Raul grinste Vallon an. «Mit Wayland fahrt Ihr gut. Ich hab ihn mal den Bauch seines Hundes zusammennähen sehen. Die Naht war so fein, wie man es sich nur wünschen kann.»

«Das ist ja beruhigend.»

«Wasch dir die Hände», sagte Hero zu Wayland. «Und schrubb sie richtig.»

Wayland wusch sich die Finger, und Hero ließ ihn sich die Hände noch mit Desinfektionsmittel abspülen. «Die Stiche sollen einen Fingerbreit auseinanderliegen. Dann kann das Wundsekret abfließen.»

Wayland sah Vallon an. «Bereit?»

Vallon biss auf den Stock.

Wayland steckte die Nadel in den Muskellappen, zog sie mit dem Faden durch und stach sie durch den gegenüberliegenden Wundrand.
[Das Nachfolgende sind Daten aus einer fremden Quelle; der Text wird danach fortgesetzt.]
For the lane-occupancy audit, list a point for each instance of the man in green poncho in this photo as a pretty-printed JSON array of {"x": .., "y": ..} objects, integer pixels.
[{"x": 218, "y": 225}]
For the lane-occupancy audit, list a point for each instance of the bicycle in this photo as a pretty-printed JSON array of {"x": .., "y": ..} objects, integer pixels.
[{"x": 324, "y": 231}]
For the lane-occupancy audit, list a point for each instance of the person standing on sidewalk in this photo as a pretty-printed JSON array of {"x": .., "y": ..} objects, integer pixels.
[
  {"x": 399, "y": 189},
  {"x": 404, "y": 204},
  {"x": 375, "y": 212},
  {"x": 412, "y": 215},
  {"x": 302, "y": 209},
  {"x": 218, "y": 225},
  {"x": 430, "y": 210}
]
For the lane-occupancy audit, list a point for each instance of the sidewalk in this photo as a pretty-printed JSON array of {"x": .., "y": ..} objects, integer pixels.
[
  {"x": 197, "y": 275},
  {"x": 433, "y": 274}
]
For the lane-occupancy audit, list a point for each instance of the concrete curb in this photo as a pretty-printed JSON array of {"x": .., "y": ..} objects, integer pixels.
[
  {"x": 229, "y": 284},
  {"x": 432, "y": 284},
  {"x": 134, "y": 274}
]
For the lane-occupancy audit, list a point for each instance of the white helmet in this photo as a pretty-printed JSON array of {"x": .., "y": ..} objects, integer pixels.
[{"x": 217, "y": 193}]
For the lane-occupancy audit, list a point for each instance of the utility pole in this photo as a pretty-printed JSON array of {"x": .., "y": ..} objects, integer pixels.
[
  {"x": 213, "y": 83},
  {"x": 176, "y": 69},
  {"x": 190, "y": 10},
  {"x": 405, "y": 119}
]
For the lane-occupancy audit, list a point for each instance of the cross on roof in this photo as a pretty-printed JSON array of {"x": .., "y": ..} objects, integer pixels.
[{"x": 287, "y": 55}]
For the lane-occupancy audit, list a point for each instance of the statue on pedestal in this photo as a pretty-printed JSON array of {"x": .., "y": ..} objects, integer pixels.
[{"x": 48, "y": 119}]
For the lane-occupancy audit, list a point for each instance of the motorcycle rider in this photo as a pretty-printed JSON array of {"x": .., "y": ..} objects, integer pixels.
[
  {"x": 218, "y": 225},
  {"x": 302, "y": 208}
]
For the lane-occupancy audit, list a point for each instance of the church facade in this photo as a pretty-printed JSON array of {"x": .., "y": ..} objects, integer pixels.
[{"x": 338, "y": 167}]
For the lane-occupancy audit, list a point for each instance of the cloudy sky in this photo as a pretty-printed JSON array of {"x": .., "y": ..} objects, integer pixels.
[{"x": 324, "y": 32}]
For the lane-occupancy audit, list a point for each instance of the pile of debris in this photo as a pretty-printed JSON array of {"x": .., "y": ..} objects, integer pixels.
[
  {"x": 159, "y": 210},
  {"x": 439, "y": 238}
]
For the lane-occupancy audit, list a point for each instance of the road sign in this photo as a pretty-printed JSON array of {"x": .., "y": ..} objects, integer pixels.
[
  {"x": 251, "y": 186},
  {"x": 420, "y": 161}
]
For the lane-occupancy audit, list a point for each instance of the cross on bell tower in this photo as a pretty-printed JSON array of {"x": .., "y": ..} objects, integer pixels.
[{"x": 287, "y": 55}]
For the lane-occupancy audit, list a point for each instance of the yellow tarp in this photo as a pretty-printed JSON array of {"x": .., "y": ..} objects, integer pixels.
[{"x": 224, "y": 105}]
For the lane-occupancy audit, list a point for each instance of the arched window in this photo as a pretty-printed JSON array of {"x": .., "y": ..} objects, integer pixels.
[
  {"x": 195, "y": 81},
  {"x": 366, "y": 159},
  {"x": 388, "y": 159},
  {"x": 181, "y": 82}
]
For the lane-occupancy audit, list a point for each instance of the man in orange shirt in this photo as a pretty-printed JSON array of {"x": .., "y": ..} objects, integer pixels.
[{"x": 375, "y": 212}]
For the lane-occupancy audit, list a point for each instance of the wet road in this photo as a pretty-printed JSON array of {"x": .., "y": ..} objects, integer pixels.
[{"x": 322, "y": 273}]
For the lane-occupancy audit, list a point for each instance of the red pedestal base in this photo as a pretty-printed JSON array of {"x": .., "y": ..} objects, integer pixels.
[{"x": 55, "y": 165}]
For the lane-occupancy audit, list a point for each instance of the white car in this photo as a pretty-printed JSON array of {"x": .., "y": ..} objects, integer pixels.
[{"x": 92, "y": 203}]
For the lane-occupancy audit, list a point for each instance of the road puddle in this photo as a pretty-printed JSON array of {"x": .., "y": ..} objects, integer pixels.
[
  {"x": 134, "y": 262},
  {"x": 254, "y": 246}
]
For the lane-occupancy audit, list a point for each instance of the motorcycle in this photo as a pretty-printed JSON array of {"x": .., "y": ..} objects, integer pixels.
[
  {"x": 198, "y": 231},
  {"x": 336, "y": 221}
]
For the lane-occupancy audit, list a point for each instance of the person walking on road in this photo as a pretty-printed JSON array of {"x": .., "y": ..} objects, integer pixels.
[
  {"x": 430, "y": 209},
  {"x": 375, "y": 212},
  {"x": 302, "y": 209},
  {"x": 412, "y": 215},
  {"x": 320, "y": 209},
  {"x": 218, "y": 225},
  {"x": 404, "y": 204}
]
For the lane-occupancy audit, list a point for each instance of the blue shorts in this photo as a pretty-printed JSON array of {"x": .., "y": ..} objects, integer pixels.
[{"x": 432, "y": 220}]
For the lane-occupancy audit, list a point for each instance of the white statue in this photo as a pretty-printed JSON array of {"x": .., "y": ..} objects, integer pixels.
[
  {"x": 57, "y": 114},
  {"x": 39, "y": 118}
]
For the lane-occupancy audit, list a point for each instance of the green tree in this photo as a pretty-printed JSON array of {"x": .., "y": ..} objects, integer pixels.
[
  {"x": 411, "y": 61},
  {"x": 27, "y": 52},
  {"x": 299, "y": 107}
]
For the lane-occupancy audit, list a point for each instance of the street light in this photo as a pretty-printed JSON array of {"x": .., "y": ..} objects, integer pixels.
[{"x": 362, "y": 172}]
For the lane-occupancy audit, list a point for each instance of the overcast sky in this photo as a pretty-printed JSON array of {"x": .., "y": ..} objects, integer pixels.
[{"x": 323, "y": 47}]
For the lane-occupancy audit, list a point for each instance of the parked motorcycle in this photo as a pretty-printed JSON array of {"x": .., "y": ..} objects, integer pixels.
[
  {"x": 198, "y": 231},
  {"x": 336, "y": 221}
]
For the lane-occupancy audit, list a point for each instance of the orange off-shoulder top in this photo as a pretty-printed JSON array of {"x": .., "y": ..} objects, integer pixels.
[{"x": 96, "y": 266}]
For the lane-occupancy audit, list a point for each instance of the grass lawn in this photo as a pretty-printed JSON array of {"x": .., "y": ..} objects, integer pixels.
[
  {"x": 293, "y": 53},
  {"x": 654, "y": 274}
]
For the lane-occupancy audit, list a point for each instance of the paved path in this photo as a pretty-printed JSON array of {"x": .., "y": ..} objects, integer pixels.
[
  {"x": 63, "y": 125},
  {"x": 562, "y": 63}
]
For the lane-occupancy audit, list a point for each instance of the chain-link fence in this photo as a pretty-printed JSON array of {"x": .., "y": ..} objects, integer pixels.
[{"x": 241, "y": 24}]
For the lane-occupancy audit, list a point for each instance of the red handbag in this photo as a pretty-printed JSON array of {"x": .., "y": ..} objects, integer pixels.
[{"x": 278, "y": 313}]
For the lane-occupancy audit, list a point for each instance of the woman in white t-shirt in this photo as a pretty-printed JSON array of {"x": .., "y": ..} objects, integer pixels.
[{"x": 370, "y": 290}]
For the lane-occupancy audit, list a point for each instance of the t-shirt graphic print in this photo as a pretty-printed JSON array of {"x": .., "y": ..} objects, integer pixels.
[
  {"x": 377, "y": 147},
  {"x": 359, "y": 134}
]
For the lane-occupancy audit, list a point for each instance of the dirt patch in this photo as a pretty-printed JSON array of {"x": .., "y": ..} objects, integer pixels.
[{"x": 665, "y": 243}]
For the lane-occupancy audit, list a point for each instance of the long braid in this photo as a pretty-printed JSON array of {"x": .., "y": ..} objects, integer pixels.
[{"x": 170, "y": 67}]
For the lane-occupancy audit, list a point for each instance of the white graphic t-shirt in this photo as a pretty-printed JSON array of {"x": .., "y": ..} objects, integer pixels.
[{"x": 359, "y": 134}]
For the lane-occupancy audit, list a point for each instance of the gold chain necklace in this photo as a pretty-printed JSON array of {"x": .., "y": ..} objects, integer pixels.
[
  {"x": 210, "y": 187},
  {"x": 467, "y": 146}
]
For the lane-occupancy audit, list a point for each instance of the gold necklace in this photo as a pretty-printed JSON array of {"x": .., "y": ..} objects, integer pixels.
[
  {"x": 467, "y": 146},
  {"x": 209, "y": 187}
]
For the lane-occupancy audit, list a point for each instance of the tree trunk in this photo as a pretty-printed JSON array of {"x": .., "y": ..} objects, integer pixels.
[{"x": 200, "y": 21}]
Vallons Unterleib verkrampfte sich, und die Sehnen an seinem Hals traten hervor. Seine Stirn war schweißgebadet. Wayland beendete den ersten Nahtstich und sah ihn an.

«Mach weiter», sagte Raul.

Einundzwanzig Stiche waren notwendig, um die Wunde zu vernähen. Vallon holte keuchend Luft, drehte den Kopf hin und her, krallte sich mit den Fingern in den Boden, doch er verlangte keine Pause, bis die Operation beendet war.

«Fertig», sagte Hero.

Vallon spie den Stock aus, beugte sich zur Seite und würgte. Tränen liefen aus seinen Augen, sein Gesicht war beinahe schwarz. Japsend wie eine Frau in den Wehen richtete er sich auf, starrte auf seinen Nabel, schrie auf wie ein Kind und fiel zurück.

Hero legte eine Torfmull-Packung auf die Naht und bandagierte sie mit Leinenstreifen. «Ihr dürft Euch nicht bewegen, bis sich die Wunde verschließt. Und keine feste Nahrung, bevor ich es erlaubt habe.»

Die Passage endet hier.